To be honest, when I started this book I immediately thought, "oh good, yet another romance novel that starts out with our female being a rape victim" and got annoyed. But then it turns out Peyton isn't a total sissy. Sure, she's unreasonable and she had a tendency to just run away from problems that are easily dealt with by communication and she practices a hard double standard with the lack of communication. She's all of those things. Then you have Reed who begins as a womanizer with commitment issues because of his father. Put them together and it's kind of an adorable relationship and story. 

The really great thing is that while Reed doesn't understand why Peyton is hesitant over intimacy, he respects it. He would always like a lot more and finds it hard to slow himself down and not ask for too much, but he respects whatever her reason is. And that will always be commendable. As their relationship develops, you see Peyton becoming more trusting of Reed and you can see the attachment between the two of them forming. A few bumps in the road (because of lack of communication) that put major strains on their relationship. Neither one of them handle it well, and I got a little worried about Reed making a pretty poor choice, but dammit- he rallied and I silently (oh, I'm kidding- I kicked my leg in the air and smacked my still asleep husband) cheered for him. And them. I was rooting for this couple the whole time.

I do feel like the story fell a little flat with Reed's father, I really hoped we'd get more meat out of that story line. Aside from that? Great book. It keeps you hooked and you have all kinds of drama.
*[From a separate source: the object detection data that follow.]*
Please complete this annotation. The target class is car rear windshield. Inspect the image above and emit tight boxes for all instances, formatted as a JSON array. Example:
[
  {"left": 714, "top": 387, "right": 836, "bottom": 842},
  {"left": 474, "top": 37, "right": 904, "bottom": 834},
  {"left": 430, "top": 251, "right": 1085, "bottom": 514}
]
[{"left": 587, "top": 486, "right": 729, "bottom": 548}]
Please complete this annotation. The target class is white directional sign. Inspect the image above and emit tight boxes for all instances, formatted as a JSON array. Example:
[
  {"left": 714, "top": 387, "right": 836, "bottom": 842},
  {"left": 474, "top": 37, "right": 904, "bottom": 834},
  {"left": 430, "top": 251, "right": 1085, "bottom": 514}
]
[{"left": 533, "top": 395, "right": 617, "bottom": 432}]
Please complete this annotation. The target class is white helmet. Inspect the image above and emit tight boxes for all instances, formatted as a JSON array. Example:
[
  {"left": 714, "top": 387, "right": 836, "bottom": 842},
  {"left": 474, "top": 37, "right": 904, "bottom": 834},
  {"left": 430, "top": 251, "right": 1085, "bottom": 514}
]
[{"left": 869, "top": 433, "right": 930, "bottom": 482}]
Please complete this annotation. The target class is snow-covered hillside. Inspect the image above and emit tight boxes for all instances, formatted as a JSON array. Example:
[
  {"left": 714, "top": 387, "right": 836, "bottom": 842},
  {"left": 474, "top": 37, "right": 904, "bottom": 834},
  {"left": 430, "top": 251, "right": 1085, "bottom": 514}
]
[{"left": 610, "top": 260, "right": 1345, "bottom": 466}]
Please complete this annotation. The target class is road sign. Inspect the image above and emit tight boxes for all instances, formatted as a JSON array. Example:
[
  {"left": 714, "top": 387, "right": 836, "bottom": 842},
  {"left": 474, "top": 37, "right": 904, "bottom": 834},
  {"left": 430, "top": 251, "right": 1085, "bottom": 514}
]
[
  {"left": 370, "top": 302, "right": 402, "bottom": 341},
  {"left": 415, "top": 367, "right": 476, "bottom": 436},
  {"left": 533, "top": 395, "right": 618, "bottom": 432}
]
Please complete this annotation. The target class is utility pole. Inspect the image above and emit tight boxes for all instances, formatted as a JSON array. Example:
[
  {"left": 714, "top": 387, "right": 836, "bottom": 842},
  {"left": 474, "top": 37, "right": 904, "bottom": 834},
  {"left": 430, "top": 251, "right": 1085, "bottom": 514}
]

You have Reed and Peyton trying to date without having sex or being intimate, you have Heather (the crazy ex who doesn't understand Reed is in love, mostly because he doesn't understand it yet), we have Peyton reeling from tragedy as well as rape aftermath, and then we have Reed trying to figure it all out.

The ending? Perfect. I loved it. I loved how the story ended and I loved the epilogue. I so love an epilogue, especially a good one that gives readers a little bit extra you didn't know you wanted so much.

Overall? I would give it 4/5 stars. It's a great book, not too long, and it's entertaining enough to keep you going and wondering what is going to happen with these two as well as all of the secondary characters. I finished it in a day easily.